Docker packages the model, dependencies, and runtime into one container. The researched sources cite environment consistency, isolation, scalability, versioning, and portability as key benefits for PyTorch deployment.

3. How does TorchServe packaging differ from a FastAPI app?

TorchServe uses a .mar archive that bundles model weights, a custom handler, and dependencies. FastAPI examples in the source data build a custom API directly with /predict, automatic Swagger UI documentation, async support, and Uvicorn.

4. How do I enable GPU inference in Docker?

The Docker source uses:

docker run --gpus all -p 5000:5000 pytorch-model-serving

For the TorchServe example, use the same GPU flag with the appropriate ports:

docker run --gpus all -p 8080:8080 pytorch-torchserve-simple

Inside Python, use:

torch.device("cuda" if torch.cuda.is_available() else "cpu")

5. What should I monitor in a production PyTorch inference API?

The sources recommend proper logging, health checks, and monitoring tools such as Prometheus and Grafana.
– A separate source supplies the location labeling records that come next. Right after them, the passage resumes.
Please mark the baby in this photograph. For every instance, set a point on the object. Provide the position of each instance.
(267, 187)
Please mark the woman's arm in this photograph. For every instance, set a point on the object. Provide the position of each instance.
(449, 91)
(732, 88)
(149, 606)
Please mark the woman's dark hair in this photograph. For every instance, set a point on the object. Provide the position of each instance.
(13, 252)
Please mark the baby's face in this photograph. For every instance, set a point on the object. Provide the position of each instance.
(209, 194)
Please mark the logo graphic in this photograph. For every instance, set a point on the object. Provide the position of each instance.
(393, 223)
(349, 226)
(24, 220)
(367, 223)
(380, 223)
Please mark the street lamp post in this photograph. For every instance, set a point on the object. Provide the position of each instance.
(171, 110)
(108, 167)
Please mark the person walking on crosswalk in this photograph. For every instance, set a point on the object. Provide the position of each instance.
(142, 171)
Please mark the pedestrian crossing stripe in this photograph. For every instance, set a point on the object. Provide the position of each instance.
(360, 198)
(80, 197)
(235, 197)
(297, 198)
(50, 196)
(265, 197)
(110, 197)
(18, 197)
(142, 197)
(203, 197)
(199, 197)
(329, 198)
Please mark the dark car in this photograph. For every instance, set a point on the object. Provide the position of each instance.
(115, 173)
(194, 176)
They also show simple metrics patterns like request counters, start time tracking, and including model_version in API responses.

6. Can I scale this deployment on Kubernetes?

Yes. The source Kubernetes example uses a deployment with 3 replicas and describes Kubernetes benefits such as autoscaling, load balancing, and high availability. You can use the same deployment pattern with a TorchServe Docker image.